Eric Hayes

No. 78, 93, 95
- Position: Defensive tackle

Personal information
- Born: November 12, 1967 (age 57) Tampa, Florida, U.S.
- Height: 6 ft 3 in (1.91 m)
- Weight: 292 lb (132 kg)

Career information
- High school: C. Leon King (Tampa)
- College: Florida State
- NFL draft: 1990: 5th round, 119th overall pick

Career history
- Seattle Seahawks (1990–1991); Los Angeles Rams (1992); Tampa Bay Buccaneers (1993); Connecticut Coyotes (1995);

Career NFL statistics
- Fumble recoveries: 1
- Stats at Pro Football Reference
- Stats at ArenaFan.com

= Eric Hayes (American football) =

American football player (born 1967)

Eric Gerard Hayes (born November 12, 1967) is an American former professional football player who was a defensive tackle for four seasons in the National Football League (NFL) with the Seattle Seahawks, Los Angeles Rams, and Tampa Bay Buccaneers. He was selected by the Seahawks in the fifth round of the 1990 NFL draft after playing college football for the Florida State Seminoles. Hayes was also a member of the Connecticut Coyotes of the Arena Football League (AFL).

==Early life==
Eric Gerard Hayes was born on November 12, 1967, in Tampa, Florida. He attended C. Leon King High School in Tampa.

==College career==
Hayes was a four-year letterman for the Florida State Seminoles from 1986 to 1989. He was redshirted in 1985. He earned Associated Press Honorable Mention All-American honors in 1987. Hayes also garnered second-team all-South Independent, Football News Third-team All-American and The Sporting News Honorable Mention All-American accolades in 1989.

==Professional career==
Hayes was selected by the Seattle Seahawks of the NFL in the fifth round, with the 119th pick, of the 1990 NFL draft. He played in all 16 games his rookie year in 1990. He played in five games, starting three, during the 1991 season before being placed on injured reserve on October 2, 1991. Hayes was released on August 31, 1992.

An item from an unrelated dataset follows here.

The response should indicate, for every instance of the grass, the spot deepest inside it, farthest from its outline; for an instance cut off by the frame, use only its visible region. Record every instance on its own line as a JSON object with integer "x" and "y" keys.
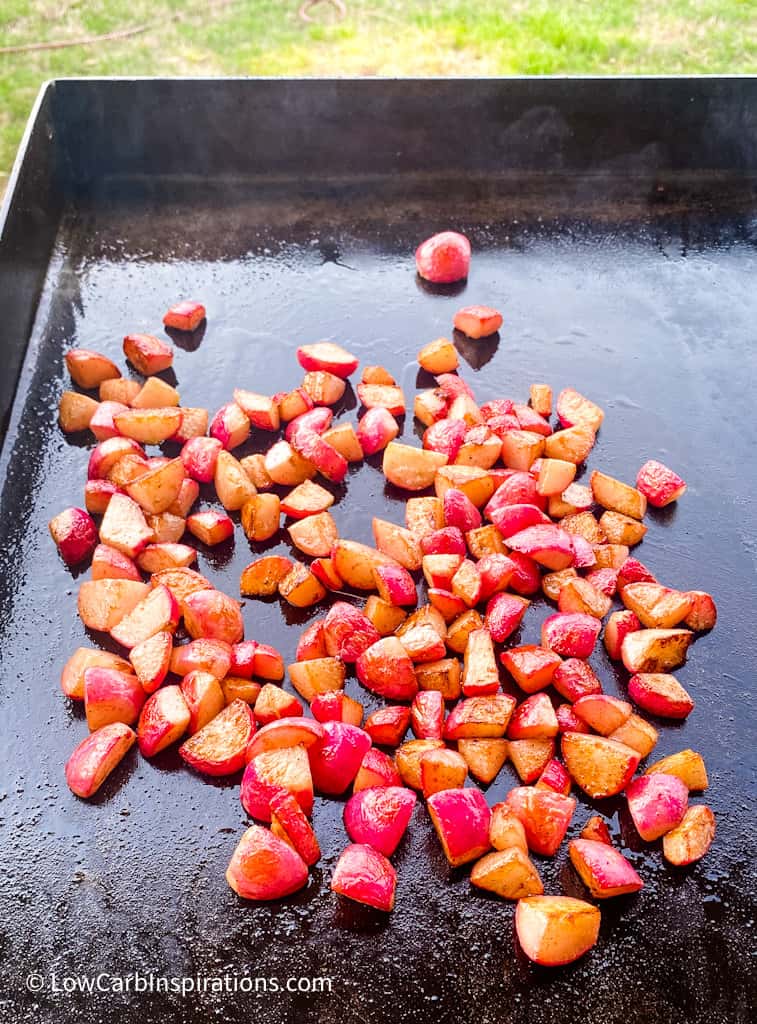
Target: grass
{"x": 378, "y": 37}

He signed with the Los Angeles Rams on September 21, 1992, and played in one game during the 1992 season before being released on October 2, 1992. Hayes was signed by the Tampa Bay Buccaneers on March 12, 1993. He played in two games during the 1993 season before being released on September 16, 1993. He played for the AFL's Connecticut Coyotes in 1995.